M. J. Wall has an interesting post entitled How I Use Emacs. Wall’s workflow is a bit unusual—by which I mean different from mine—in that he spends a lot of time in the terminal even though he’s running GUI desktops in Linux and OS X. Sometimes he just wants to edit a file and then return to the terminal. Other times he wants to pop up an Emacs buffer and return to the terminal immediately.

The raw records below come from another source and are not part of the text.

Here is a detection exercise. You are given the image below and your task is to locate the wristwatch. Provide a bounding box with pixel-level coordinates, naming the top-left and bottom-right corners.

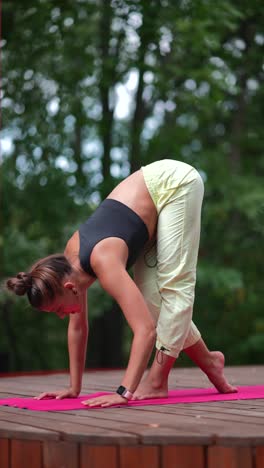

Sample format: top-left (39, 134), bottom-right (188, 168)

top-left (116, 385), bottom-right (133, 400)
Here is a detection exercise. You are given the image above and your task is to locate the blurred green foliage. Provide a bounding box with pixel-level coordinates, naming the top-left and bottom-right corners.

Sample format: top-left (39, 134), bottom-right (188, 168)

top-left (0, 0), bottom-right (264, 370)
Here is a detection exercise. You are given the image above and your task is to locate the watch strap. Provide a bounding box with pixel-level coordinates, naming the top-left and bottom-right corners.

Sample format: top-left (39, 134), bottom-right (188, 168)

top-left (116, 385), bottom-right (133, 400)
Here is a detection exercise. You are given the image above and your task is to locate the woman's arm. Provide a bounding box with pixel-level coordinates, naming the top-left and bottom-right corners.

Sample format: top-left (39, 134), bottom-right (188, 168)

top-left (96, 259), bottom-right (156, 393)
top-left (68, 292), bottom-right (88, 396)
top-left (36, 292), bottom-right (88, 400)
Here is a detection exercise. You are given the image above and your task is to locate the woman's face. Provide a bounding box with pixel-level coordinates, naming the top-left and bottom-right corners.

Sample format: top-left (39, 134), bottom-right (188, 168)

top-left (43, 288), bottom-right (81, 319)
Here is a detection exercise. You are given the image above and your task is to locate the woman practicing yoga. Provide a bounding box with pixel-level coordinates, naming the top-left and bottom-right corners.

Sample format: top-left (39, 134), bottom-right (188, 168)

top-left (7, 159), bottom-right (236, 406)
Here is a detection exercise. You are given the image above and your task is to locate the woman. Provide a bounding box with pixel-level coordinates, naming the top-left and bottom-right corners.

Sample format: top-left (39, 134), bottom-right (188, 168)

top-left (7, 160), bottom-right (236, 407)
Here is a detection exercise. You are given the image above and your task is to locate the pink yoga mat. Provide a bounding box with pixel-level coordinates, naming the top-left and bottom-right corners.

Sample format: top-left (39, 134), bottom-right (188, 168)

top-left (0, 385), bottom-right (264, 411)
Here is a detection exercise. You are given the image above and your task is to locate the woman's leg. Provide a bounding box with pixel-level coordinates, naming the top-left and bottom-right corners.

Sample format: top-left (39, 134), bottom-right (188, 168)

top-left (135, 166), bottom-right (235, 398)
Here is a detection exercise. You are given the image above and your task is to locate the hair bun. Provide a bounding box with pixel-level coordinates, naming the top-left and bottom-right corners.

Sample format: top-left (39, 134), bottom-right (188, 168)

top-left (6, 272), bottom-right (32, 296)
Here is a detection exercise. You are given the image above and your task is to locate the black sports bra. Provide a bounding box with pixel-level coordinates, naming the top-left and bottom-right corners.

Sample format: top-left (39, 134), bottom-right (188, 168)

top-left (79, 198), bottom-right (149, 277)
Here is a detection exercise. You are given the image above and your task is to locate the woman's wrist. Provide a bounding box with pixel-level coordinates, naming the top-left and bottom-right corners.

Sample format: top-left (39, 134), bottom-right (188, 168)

top-left (116, 385), bottom-right (133, 400)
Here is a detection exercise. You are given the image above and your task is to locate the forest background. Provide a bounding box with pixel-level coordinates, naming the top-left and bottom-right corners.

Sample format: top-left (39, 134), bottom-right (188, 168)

top-left (0, 0), bottom-right (264, 371)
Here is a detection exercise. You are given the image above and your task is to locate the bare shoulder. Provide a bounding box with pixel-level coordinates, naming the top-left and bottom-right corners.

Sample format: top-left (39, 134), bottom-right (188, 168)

top-left (64, 231), bottom-right (80, 256)
top-left (90, 237), bottom-right (128, 281)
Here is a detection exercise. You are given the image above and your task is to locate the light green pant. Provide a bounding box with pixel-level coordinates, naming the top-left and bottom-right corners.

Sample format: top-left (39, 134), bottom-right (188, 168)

top-left (134, 159), bottom-right (204, 357)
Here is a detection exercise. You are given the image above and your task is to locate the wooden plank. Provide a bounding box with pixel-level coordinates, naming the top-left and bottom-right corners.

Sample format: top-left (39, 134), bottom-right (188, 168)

top-left (42, 441), bottom-right (79, 468)
top-left (255, 447), bottom-right (264, 468)
top-left (80, 444), bottom-right (118, 468)
top-left (0, 439), bottom-right (9, 468)
top-left (10, 440), bottom-right (42, 468)
top-left (119, 446), bottom-right (159, 468)
top-left (207, 446), bottom-right (253, 468)
top-left (161, 445), bottom-right (204, 468)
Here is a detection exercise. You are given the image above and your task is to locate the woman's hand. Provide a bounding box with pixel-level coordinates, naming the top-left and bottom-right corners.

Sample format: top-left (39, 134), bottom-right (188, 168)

top-left (34, 388), bottom-right (79, 400)
top-left (82, 393), bottom-right (128, 408)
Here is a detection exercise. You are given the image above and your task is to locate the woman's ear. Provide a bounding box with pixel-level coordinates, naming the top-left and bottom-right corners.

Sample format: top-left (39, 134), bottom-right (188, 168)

top-left (63, 281), bottom-right (78, 296)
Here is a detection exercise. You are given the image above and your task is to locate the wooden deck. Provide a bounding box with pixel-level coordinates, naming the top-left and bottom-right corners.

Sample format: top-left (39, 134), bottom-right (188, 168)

top-left (0, 366), bottom-right (264, 468)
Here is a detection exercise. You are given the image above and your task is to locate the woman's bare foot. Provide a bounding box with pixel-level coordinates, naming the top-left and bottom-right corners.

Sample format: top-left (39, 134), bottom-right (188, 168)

top-left (203, 351), bottom-right (237, 393)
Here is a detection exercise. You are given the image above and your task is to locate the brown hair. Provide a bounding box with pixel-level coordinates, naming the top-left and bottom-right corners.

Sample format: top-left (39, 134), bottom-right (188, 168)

top-left (6, 254), bottom-right (72, 309)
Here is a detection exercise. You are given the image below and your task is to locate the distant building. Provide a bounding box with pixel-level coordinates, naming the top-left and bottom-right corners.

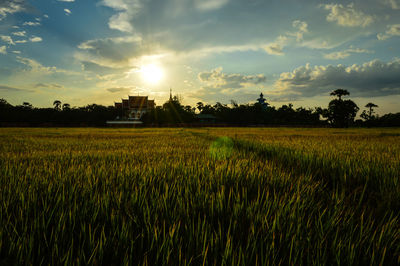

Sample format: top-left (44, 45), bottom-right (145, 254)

top-left (257, 93), bottom-right (269, 110)
top-left (114, 96), bottom-right (155, 121)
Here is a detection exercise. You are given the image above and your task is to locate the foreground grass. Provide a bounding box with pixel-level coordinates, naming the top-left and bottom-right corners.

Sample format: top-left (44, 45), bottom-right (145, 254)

top-left (0, 128), bottom-right (400, 265)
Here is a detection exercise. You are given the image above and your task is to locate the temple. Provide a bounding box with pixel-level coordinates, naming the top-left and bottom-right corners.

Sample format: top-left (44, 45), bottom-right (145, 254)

top-left (114, 96), bottom-right (155, 121)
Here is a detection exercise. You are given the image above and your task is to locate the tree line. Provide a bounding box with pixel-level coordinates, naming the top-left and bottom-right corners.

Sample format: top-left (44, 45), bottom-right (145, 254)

top-left (0, 89), bottom-right (400, 127)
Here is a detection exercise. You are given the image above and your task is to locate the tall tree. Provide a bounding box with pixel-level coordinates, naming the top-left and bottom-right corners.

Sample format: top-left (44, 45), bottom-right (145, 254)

top-left (53, 100), bottom-right (61, 111)
top-left (365, 103), bottom-right (378, 119)
top-left (323, 89), bottom-right (359, 127)
top-left (331, 89), bottom-right (350, 100)
top-left (63, 103), bottom-right (71, 111)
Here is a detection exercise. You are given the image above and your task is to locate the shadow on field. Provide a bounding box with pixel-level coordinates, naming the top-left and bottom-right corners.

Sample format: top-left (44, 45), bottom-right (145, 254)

top-left (191, 132), bottom-right (400, 216)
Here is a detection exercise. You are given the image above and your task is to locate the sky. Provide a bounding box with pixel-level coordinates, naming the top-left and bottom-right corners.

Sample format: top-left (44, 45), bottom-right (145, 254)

top-left (0, 0), bottom-right (400, 114)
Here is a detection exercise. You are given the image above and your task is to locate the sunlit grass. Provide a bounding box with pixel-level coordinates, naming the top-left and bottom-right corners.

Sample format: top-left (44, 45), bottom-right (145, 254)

top-left (0, 128), bottom-right (400, 265)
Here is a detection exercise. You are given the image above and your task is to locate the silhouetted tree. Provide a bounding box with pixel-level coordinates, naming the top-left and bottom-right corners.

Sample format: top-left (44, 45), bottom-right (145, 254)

top-left (360, 103), bottom-right (378, 121)
top-left (63, 103), bottom-right (71, 111)
top-left (322, 89), bottom-right (359, 127)
top-left (53, 100), bottom-right (61, 111)
top-left (196, 102), bottom-right (204, 113)
top-left (331, 89), bottom-right (350, 100)
top-left (22, 102), bottom-right (33, 109)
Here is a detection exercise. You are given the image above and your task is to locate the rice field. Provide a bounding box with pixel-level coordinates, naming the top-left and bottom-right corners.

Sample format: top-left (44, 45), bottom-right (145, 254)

top-left (0, 128), bottom-right (400, 265)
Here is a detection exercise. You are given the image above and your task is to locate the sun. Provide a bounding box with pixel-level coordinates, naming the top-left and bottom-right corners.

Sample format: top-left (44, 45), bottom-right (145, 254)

top-left (139, 64), bottom-right (164, 84)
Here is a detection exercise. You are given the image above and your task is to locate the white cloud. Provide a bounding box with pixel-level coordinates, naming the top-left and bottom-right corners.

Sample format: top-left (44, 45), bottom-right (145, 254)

top-left (108, 12), bottom-right (133, 32)
top-left (75, 36), bottom-right (148, 68)
top-left (383, 0), bottom-right (400, 10)
top-left (102, 0), bottom-right (142, 32)
top-left (376, 24), bottom-right (400, 41)
top-left (264, 20), bottom-right (308, 55)
top-left (323, 4), bottom-right (375, 27)
top-left (264, 42), bottom-right (285, 55)
top-left (324, 48), bottom-right (373, 60)
top-left (288, 20), bottom-right (308, 42)
top-left (29, 36), bottom-right (43, 42)
top-left (0, 0), bottom-right (26, 20)
top-left (198, 67), bottom-right (266, 89)
top-left (0, 45), bottom-right (7, 54)
top-left (22, 21), bottom-right (41, 27)
top-left (12, 30), bottom-right (26, 37)
top-left (195, 0), bottom-right (229, 11)
top-left (0, 35), bottom-right (15, 45)
top-left (275, 59), bottom-right (400, 97)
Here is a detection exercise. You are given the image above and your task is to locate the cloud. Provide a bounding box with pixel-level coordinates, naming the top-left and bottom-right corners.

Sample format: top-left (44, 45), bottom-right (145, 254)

top-left (264, 42), bottom-right (284, 55)
top-left (196, 67), bottom-right (267, 102)
top-left (323, 4), bottom-right (375, 27)
top-left (198, 67), bottom-right (266, 89)
top-left (76, 36), bottom-right (148, 68)
top-left (22, 21), bottom-right (41, 27)
top-left (324, 48), bottom-right (373, 60)
top-left (81, 61), bottom-right (129, 75)
top-left (194, 0), bottom-right (229, 11)
top-left (17, 56), bottom-right (58, 74)
top-left (12, 30), bottom-right (26, 37)
top-left (264, 20), bottom-right (308, 55)
top-left (275, 59), bottom-right (400, 98)
top-left (64, 8), bottom-right (72, 16)
top-left (288, 20), bottom-right (308, 42)
top-left (0, 35), bottom-right (15, 45)
top-left (33, 83), bottom-right (64, 89)
top-left (107, 87), bottom-right (132, 93)
top-left (383, 0), bottom-right (400, 10)
top-left (0, 85), bottom-right (23, 91)
top-left (102, 0), bottom-right (142, 32)
top-left (0, 0), bottom-right (27, 20)
top-left (376, 24), bottom-right (400, 41)
top-left (29, 36), bottom-right (43, 42)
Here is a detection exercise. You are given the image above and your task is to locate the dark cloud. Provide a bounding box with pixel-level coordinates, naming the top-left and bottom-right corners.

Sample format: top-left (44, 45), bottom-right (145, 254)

top-left (33, 83), bottom-right (64, 89)
top-left (0, 85), bottom-right (26, 91)
top-left (78, 37), bottom-right (146, 65)
top-left (81, 61), bottom-right (127, 75)
top-left (275, 59), bottom-right (400, 98)
top-left (191, 67), bottom-right (267, 103)
top-left (198, 68), bottom-right (266, 89)
top-left (107, 87), bottom-right (131, 93)
top-left (0, 0), bottom-right (31, 20)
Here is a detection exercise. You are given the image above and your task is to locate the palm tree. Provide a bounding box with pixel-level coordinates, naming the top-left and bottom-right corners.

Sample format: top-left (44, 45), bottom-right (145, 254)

top-left (63, 103), bottom-right (71, 111)
top-left (365, 103), bottom-right (378, 120)
top-left (331, 89), bottom-right (350, 101)
top-left (53, 100), bottom-right (61, 111)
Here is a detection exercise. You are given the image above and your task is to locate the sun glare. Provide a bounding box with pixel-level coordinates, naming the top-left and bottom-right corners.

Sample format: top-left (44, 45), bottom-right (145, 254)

top-left (140, 64), bottom-right (164, 84)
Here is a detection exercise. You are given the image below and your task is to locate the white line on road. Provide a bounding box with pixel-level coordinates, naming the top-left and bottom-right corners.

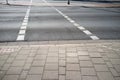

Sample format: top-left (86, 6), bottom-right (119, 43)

top-left (43, 0), bottom-right (99, 40)
top-left (16, 0), bottom-right (32, 41)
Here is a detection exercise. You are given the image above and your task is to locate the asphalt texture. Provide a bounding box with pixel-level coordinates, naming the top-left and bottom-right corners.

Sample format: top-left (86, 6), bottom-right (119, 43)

top-left (0, 0), bottom-right (120, 42)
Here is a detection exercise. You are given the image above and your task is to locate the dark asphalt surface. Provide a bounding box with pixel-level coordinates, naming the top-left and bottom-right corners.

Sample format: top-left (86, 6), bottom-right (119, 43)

top-left (0, 0), bottom-right (120, 42)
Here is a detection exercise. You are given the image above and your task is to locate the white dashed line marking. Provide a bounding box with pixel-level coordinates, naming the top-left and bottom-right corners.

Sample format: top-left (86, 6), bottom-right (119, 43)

top-left (16, 0), bottom-right (32, 41)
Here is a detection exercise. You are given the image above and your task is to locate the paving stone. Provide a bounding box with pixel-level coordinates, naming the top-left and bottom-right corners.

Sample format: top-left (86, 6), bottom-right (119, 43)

top-left (89, 52), bottom-right (102, 58)
top-left (59, 60), bottom-right (66, 66)
top-left (0, 71), bottom-right (6, 80)
top-left (59, 67), bottom-right (65, 74)
top-left (7, 67), bottom-right (22, 75)
top-left (107, 53), bottom-right (120, 59)
top-left (2, 75), bottom-right (19, 80)
top-left (26, 75), bottom-right (42, 80)
top-left (110, 68), bottom-right (120, 77)
top-left (78, 51), bottom-right (89, 56)
top-left (80, 61), bottom-right (93, 67)
top-left (48, 52), bottom-right (58, 57)
top-left (79, 56), bottom-right (90, 61)
top-left (67, 58), bottom-right (79, 63)
top-left (82, 76), bottom-right (98, 80)
top-left (45, 63), bottom-right (58, 70)
top-left (92, 58), bottom-right (105, 64)
top-left (94, 65), bottom-right (109, 71)
top-left (59, 75), bottom-right (65, 80)
top-left (15, 55), bottom-right (28, 60)
top-left (66, 71), bottom-right (81, 80)
top-left (67, 52), bottom-right (77, 57)
top-left (0, 61), bottom-right (5, 67)
top-left (43, 71), bottom-right (58, 80)
top-left (114, 65), bottom-right (120, 73)
top-left (19, 71), bottom-right (28, 79)
top-left (106, 62), bottom-right (113, 68)
top-left (23, 63), bottom-right (31, 70)
top-left (110, 59), bottom-right (120, 65)
top-left (66, 64), bottom-right (80, 71)
top-left (97, 72), bottom-right (115, 80)
top-left (2, 64), bottom-right (11, 70)
top-left (6, 57), bottom-right (15, 63)
top-left (29, 67), bottom-right (43, 75)
top-left (81, 68), bottom-right (96, 76)
top-left (34, 55), bottom-right (47, 60)
top-left (46, 57), bottom-right (58, 63)
top-left (11, 61), bottom-right (25, 67)
top-left (31, 60), bottom-right (45, 66)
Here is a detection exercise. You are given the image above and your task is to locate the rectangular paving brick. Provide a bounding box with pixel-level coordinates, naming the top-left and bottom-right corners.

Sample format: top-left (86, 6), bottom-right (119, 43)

top-left (66, 64), bottom-right (80, 71)
top-left (81, 68), bottom-right (96, 76)
top-left (80, 61), bottom-right (93, 67)
top-left (67, 57), bottom-right (79, 63)
top-left (2, 75), bottom-right (19, 80)
top-left (29, 67), bottom-right (43, 75)
top-left (66, 71), bottom-right (81, 80)
top-left (82, 76), bottom-right (98, 80)
top-left (26, 75), bottom-right (42, 80)
top-left (43, 71), bottom-right (58, 80)
top-left (45, 63), bottom-right (58, 70)
top-left (94, 65), bottom-right (109, 71)
top-left (97, 72), bottom-right (115, 80)
top-left (7, 67), bottom-right (22, 75)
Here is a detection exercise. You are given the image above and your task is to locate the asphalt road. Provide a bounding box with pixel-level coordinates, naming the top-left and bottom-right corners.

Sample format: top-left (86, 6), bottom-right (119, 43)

top-left (0, 0), bottom-right (120, 42)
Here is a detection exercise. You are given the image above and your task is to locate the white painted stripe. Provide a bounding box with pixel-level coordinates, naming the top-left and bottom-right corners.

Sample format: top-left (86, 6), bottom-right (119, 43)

top-left (17, 35), bottom-right (25, 41)
top-left (90, 36), bottom-right (99, 40)
top-left (43, 0), bottom-right (99, 40)
top-left (83, 30), bottom-right (92, 35)
top-left (19, 30), bottom-right (25, 34)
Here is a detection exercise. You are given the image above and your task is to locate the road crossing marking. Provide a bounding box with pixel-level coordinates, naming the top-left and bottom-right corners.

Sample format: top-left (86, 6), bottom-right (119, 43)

top-left (43, 0), bottom-right (99, 40)
top-left (16, 0), bottom-right (32, 41)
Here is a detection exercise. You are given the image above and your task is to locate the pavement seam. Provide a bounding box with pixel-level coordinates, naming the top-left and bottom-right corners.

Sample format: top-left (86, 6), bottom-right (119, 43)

top-left (42, 0), bottom-right (100, 40)
top-left (16, 0), bottom-right (32, 41)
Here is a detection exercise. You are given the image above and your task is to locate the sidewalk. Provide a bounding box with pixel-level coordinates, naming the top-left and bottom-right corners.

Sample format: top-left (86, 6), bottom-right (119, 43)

top-left (0, 40), bottom-right (120, 80)
top-left (0, 1), bottom-right (120, 8)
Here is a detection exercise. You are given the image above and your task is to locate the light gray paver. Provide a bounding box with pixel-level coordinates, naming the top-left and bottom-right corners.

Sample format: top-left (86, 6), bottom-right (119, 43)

top-left (26, 75), bottom-right (42, 80)
top-left (97, 72), bottom-right (115, 80)
top-left (7, 67), bottom-right (22, 75)
top-left (59, 67), bottom-right (65, 74)
top-left (110, 68), bottom-right (120, 77)
top-left (81, 68), bottom-right (96, 76)
top-left (2, 75), bottom-right (19, 80)
top-left (11, 61), bottom-right (25, 67)
top-left (80, 61), bottom-right (93, 67)
top-left (29, 67), bottom-right (43, 75)
top-left (31, 60), bottom-right (45, 66)
top-left (43, 71), bottom-right (58, 80)
top-left (79, 56), bottom-right (90, 61)
top-left (92, 58), bottom-right (105, 64)
top-left (94, 64), bottom-right (109, 71)
top-left (66, 64), bottom-right (80, 71)
top-left (78, 51), bottom-right (89, 56)
top-left (67, 57), bottom-right (79, 63)
top-left (45, 63), bottom-right (58, 70)
top-left (110, 59), bottom-right (120, 65)
top-left (82, 76), bottom-right (98, 80)
top-left (66, 71), bottom-right (81, 80)
top-left (89, 52), bottom-right (102, 58)
top-left (59, 75), bottom-right (65, 80)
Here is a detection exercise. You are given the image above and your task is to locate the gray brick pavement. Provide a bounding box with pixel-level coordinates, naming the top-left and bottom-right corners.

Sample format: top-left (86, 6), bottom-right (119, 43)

top-left (0, 41), bottom-right (120, 80)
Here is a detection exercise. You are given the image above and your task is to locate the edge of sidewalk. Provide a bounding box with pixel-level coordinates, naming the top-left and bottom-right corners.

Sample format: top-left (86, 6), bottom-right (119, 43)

top-left (0, 40), bottom-right (120, 46)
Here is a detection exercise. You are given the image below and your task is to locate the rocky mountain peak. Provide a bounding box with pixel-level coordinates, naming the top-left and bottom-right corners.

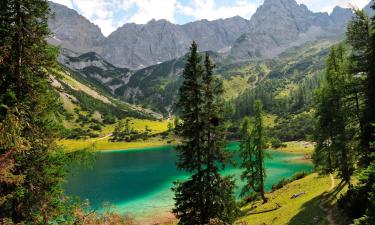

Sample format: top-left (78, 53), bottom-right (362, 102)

top-left (230, 0), bottom-right (353, 60)
top-left (48, 2), bottom-right (105, 53)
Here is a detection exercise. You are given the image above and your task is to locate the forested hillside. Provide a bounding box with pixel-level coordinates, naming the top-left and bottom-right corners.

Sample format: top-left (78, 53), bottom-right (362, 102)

top-left (0, 0), bottom-right (375, 225)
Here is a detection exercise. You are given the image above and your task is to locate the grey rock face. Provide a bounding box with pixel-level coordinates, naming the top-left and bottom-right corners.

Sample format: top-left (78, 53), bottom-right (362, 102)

top-left (102, 17), bottom-right (249, 69)
top-left (49, 2), bottom-right (249, 69)
top-left (49, 0), bottom-right (353, 69)
top-left (58, 49), bottom-right (132, 94)
top-left (48, 2), bottom-right (105, 53)
top-left (230, 0), bottom-right (353, 60)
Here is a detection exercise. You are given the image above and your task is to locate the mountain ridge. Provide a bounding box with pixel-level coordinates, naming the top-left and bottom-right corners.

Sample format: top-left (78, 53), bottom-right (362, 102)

top-left (50, 0), bottom-right (360, 69)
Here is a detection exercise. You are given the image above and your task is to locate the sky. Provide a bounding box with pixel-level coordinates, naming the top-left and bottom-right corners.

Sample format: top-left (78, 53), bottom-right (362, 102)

top-left (52, 0), bottom-right (370, 36)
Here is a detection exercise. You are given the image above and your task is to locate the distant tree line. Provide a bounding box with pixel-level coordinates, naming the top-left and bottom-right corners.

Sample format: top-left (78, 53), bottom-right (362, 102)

top-left (313, 3), bottom-right (375, 225)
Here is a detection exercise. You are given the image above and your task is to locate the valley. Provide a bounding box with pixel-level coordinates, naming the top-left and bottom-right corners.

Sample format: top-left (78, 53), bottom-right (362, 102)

top-left (0, 0), bottom-right (375, 225)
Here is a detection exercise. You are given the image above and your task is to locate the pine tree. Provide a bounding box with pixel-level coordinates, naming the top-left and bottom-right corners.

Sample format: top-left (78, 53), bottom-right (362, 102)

top-left (173, 42), bottom-right (238, 225)
top-left (313, 45), bottom-right (356, 184)
top-left (240, 100), bottom-right (267, 203)
top-left (0, 0), bottom-right (75, 224)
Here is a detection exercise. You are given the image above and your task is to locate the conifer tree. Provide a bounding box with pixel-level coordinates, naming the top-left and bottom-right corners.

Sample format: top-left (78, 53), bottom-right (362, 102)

top-left (173, 42), bottom-right (238, 225)
top-left (240, 100), bottom-right (267, 203)
top-left (0, 0), bottom-right (75, 224)
top-left (313, 45), bottom-right (356, 183)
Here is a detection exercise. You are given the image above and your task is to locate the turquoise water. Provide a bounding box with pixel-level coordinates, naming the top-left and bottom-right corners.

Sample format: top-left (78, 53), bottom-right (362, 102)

top-left (65, 143), bottom-right (312, 218)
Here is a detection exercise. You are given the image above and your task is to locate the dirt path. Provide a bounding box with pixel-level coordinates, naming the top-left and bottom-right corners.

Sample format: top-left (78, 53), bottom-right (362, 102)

top-left (319, 174), bottom-right (337, 225)
top-left (96, 133), bottom-right (112, 141)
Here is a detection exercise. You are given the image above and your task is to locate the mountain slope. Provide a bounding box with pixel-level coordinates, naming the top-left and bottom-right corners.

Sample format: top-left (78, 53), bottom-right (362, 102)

top-left (230, 0), bottom-right (353, 60)
top-left (58, 49), bottom-right (132, 96)
top-left (49, 0), bottom-right (352, 69)
top-left (48, 2), bottom-right (105, 53)
top-left (102, 16), bottom-right (249, 69)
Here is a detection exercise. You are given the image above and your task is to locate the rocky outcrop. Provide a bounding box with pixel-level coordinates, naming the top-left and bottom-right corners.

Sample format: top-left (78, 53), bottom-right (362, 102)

top-left (102, 17), bottom-right (249, 69)
top-left (230, 0), bottom-right (353, 60)
top-left (48, 2), bottom-right (105, 53)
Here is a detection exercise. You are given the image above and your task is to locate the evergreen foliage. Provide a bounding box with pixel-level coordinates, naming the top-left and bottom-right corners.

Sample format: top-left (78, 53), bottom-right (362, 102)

top-left (313, 45), bottom-right (357, 185)
top-left (0, 0), bottom-right (78, 221)
top-left (173, 42), bottom-right (238, 225)
top-left (240, 101), bottom-right (267, 203)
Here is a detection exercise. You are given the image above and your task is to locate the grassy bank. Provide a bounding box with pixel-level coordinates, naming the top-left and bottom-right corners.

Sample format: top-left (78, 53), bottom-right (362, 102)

top-left (59, 137), bottom-right (177, 151)
top-left (276, 141), bottom-right (315, 155)
top-left (239, 174), bottom-right (340, 225)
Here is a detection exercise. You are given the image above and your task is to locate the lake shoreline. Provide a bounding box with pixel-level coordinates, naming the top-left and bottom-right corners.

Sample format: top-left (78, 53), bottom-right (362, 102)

top-left (97, 141), bottom-right (312, 163)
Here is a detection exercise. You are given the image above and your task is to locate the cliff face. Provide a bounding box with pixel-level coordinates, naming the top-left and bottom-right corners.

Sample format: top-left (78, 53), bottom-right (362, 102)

top-left (230, 0), bottom-right (353, 60)
top-left (48, 2), bottom-right (105, 53)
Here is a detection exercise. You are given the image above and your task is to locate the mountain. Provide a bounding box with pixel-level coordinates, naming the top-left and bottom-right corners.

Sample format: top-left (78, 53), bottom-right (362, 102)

top-left (49, 2), bottom-right (249, 69)
top-left (49, 0), bottom-right (353, 69)
top-left (102, 16), bottom-right (249, 69)
top-left (230, 0), bottom-right (353, 60)
top-left (48, 2), bottom-right (105, 53)
top-left (58, 49), bottom-right (132, 95)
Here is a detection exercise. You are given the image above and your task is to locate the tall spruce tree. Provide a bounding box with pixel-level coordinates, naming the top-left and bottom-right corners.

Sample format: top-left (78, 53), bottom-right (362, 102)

top-left (0, 0), bottom-right (75, 224)
top-left (240, 100), bottom-right (267, 203)
top-left (347, 9), bottom-right (375, 166)
top-left (173, 42), bottom-right (238, 225)
top-left (313, 45), bottom-right (356, 183)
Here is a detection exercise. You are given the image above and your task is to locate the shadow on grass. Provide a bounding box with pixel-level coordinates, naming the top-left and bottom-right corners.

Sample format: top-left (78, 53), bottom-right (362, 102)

top-left (288, 179), bottom-right (346, 225)
top-left (288, 194), bottom-right (328, 225)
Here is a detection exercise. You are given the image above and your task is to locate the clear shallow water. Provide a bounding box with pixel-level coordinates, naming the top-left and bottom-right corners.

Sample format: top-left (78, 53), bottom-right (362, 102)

top-left (65, 143), bottom-right (312, 218)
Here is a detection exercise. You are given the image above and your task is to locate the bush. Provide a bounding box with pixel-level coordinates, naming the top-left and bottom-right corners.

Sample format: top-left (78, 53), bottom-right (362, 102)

top-left (337, 187), bottom-right (368, 218)
top-left (271, 138), bottom-right (286, 149)
top-left (272, 171), bottom-right (308, 191)
top-left (90, 124), bottom-right (102, 131)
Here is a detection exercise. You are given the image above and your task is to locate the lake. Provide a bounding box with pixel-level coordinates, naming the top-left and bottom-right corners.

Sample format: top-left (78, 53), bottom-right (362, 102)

top-left (65, 142), bottom-right (312, 219)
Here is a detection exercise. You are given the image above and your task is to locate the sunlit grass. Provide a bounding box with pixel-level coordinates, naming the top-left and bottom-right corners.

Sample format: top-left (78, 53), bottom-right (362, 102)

To facilitate that workflow, he has two scripts. One starts Emacs in the terminal window and waits for Emacs to finish before returning to the shell. The other pops up a new Emacs frame and returns to the terminal immediately. An interesting trick that both these scripts use is to call emacsclient
with the -a “”
option. That says that if the Emacs server is not already running, start it and then reattach emacsclient
to it.
As I mentioned, my workflow is different. I always have Emacs running and have a shortcut key to change focus to it so if I’m in a terminal and need Emacs I just press【F6】 to pop into Emacs and do what needs doing. Nonetheless, there is one case where Wall’s technique is useful to me. Usually if I want to edit a file on another machine, I just use tramp
but if I’m ssh
ed into that machine already it’s convenient to just bring up emacsclient
on the remote machine. Wall’s et
script is perfect for that. Even if the remote machine doesn’t have a copy of the et
script installed, it’s simple to call emacsclient
directly
emacsclient -a "" -t file-to-edit
If you use Emacs and ever ssh
into remote machines, this is a technique worth knowing.